To read Pipers passionate appeal for the necessity of the centrality and glory of God in our daily lives, is likely to feel convicted and enlightened. We should not be evangelizing only because we read the command of the Lord in his Word to do so, we should be spreading the good news because we can’t help ourselves. We have had such a revelation of the glory of God that our very being shouts out “oh magnify the Lord with me” and “taste and see that the Lord is good”! It is this sort of appeal to the lost that causes them to want to know the God that could bring such joy in the midst of any and every situation.
Piper explains further that “worship isn’t the fuel of missions. Passion for God in worship precedes the offer of God in preaching. You can’t commend what you don’t cherish. Missionaries will never call out “let the nations be glad!” who cannot say from the heart, “I rejoice in the Lord…I will be glad and exult in thee, I will sing praise to thy name, O Most High” (Psalm 104:34; 9:2) Missions begins and ends in worship.” (page 11) Missions isn’t fueled by worship, missions is worship; “the goal of missions is the gladness of the peoples in the greatness of God.”

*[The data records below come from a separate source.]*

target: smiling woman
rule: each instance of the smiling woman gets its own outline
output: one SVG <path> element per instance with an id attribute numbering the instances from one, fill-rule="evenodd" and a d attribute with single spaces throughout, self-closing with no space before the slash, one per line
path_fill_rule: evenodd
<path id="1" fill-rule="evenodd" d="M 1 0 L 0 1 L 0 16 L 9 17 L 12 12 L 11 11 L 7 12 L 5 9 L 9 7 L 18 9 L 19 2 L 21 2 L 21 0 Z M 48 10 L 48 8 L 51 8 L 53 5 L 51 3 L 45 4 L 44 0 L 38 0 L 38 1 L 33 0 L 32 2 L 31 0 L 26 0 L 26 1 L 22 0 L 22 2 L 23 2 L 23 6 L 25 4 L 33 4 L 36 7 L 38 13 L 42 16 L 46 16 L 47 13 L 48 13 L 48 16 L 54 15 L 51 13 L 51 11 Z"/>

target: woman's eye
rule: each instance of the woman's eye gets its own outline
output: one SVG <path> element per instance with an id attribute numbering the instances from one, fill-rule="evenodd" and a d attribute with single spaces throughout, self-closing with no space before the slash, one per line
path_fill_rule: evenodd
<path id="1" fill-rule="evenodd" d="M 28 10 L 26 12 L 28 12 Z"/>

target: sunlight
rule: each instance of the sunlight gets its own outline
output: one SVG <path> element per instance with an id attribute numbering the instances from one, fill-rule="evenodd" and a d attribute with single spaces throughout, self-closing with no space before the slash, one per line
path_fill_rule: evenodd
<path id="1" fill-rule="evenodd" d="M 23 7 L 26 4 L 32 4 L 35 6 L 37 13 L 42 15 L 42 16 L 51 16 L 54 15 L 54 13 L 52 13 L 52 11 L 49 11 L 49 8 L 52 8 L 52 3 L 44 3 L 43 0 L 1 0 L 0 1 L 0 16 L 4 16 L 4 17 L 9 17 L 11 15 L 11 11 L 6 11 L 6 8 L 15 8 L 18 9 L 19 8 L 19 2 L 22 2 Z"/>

Missions is for God's glory, and “the ultimate foundation for our passion to see God glorified is his own passion to be glorified.” (page 15) “God’s passion for God is unmistakable” (21) It is idolatry for us to glory in anything or anyone other than the Lord, for there is none greater than He is. In the same way, “God is righteous. This means that he recognizes, welcomes, loves and upholds with infinite jealousy and energy what is infinitely valuable, namely, the worth of God.” (16)
“The most crucial issue in missions is the centrality of God in the life of the church. Where people are not stunned by the greatness of God, how can they be sent with the ringing message, 'Great is the Lord and greatly to be praised; he is to be feared above all Gods!' Missions is not first and ultimate: God is.” (14) This book is not only for those who feel called to the foreign mission fields, or for those who are already there. This book is for the believer. This book is for the one who desires to know the Lord better and desires that their life be a living, breathing example to others of the joy of the Lord.
“The power of the missionary enterprise is to be caught up into God’s fuel and God’s goal. And that means being caught up in worship.”